Re: glass vacume gaps

Subject:  Re: glass vacume gaps
  Date:   Thu, 17 Apr 1997 00:07:36 -0400
  From:   104521.363-at-compuserve-dot-com
    To:   tesla-at-pupman-dot-com 

Subject:  Re: glass vacume gaps
  Date:   Tue, 15 Apr 1997 12:41:32 -0400 (EDT)
  From:   DavidF4797-at-aol-dot-com
    To:   tesla-at-pupman-dot-com

In a message dated 97-04-05 05:23:38 EST, you write:

> I don't mean to rain on your parade, but how is the considerable heat 
>  buildup of the gap electrodes going to be removed if they are sealed 
>  in a glass enclosure?  I'd worry about that unless the coil is just a 
>  5 or 10 watt job.
Without getting too far off tc stuff, in medical applications, the x-ray
tubes come with an extensive tabular listing of peak cathode kv, current
amperage, pulse length and rate versus cool-down time till next usage. 
safety of these tubes (including cool down rates) are govt. controlled.

To help keep x-ray tubes cool, they are often enclosed in an x-ray
transparent, non-conducting cooling oil envelope with expansion bellows
and the like.

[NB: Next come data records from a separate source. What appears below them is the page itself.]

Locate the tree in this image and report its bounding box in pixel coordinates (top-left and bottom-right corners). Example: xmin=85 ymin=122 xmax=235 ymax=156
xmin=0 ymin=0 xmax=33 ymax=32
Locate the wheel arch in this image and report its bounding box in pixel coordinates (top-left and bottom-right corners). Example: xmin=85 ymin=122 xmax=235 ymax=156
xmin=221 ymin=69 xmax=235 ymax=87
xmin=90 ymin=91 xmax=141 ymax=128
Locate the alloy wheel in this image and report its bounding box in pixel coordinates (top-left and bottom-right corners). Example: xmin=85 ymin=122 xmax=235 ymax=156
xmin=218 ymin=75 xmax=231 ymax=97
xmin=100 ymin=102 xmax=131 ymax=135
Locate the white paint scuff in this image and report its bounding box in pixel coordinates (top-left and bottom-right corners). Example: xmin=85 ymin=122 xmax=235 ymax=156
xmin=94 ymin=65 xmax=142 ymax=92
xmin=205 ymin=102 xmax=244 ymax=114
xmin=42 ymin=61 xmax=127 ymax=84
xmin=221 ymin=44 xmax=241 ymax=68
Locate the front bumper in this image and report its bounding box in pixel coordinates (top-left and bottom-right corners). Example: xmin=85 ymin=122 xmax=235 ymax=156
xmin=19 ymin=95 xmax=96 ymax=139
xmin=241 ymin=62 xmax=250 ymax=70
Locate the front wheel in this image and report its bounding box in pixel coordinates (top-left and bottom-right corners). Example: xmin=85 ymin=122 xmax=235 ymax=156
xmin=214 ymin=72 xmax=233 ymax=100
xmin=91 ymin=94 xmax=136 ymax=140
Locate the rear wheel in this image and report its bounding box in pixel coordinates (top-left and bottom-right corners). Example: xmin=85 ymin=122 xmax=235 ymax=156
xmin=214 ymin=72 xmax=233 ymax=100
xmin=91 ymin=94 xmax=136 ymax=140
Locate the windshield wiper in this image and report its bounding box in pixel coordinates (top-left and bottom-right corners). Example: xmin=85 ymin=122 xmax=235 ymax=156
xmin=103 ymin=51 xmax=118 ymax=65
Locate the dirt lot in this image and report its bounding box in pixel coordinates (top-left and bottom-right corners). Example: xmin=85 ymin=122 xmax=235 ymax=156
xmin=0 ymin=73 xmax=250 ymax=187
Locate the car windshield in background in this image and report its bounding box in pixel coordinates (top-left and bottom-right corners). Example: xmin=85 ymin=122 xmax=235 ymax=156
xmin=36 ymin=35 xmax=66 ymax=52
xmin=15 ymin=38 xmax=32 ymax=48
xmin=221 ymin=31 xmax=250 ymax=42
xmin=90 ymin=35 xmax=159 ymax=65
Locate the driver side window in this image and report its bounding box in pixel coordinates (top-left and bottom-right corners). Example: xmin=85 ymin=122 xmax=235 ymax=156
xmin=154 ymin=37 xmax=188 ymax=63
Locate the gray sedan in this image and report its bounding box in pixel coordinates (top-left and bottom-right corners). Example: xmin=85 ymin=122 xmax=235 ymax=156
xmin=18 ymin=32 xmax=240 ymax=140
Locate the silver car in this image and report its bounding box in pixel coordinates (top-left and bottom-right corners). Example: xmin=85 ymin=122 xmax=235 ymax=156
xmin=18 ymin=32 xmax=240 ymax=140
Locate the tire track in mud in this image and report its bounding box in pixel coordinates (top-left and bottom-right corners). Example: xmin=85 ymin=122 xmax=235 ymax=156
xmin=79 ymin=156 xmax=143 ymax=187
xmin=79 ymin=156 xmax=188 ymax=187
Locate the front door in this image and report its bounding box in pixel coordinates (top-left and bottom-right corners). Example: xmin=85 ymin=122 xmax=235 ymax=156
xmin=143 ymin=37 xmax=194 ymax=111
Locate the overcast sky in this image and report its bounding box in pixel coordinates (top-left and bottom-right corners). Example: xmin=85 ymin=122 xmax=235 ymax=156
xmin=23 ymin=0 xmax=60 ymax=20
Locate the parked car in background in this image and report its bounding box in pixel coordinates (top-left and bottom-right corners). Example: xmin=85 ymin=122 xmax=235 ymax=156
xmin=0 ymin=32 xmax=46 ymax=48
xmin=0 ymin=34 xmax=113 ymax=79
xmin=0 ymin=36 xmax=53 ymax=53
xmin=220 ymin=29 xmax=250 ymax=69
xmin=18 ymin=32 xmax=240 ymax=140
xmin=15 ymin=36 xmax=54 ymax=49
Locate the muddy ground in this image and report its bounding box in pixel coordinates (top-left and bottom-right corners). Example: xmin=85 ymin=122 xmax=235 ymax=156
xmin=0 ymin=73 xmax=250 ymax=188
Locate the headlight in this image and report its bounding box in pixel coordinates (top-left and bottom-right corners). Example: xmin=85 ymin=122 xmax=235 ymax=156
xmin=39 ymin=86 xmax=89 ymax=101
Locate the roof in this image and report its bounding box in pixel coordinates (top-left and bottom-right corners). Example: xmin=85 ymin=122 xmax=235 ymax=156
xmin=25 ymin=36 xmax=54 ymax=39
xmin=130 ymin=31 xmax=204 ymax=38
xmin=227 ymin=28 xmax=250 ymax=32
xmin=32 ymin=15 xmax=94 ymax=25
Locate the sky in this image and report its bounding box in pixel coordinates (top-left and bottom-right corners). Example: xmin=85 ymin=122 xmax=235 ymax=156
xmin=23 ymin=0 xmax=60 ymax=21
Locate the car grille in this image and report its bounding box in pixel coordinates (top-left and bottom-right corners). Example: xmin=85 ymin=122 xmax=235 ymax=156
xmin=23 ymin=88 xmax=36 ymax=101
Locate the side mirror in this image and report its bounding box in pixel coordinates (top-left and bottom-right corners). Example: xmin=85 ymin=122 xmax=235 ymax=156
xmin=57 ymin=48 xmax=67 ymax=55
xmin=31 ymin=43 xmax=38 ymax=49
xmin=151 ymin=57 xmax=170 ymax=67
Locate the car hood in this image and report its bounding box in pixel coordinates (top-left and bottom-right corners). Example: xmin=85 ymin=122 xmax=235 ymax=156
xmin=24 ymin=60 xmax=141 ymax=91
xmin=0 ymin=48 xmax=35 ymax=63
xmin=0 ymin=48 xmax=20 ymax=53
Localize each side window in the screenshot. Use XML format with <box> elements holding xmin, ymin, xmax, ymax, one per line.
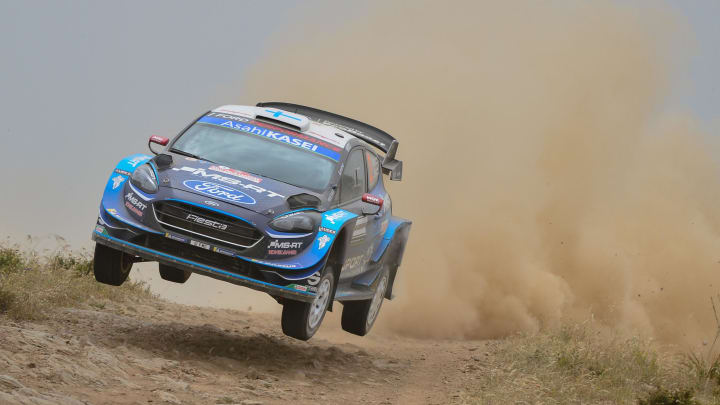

Additionally, the anode of the x-ray tube is often a large
disk which is embeded onto the shaft of an induction motor.  The motor
turns the anode (2-3" in diameter) extremely rapidly so that only a
small sector at the edge of the anode disk is actually being
electron-stream bombarded and heated.  The motor, the anode shaft and
the anode are all encased in the x-ray glass/ceramic envelope which is
enclosed in the cooling oil blanket which is inturn enclosed in a larger
container.  These things are hefty. They draw off three phase supplies
and often use power tetrodes for independent voltage and current

Moreover, compared to all the power tubes used for high voltage
switching, these monsters have some of the highest breakdown voltages
(but relatively low currents) so they wouldn't make a good power triode
for a tube tesla coil.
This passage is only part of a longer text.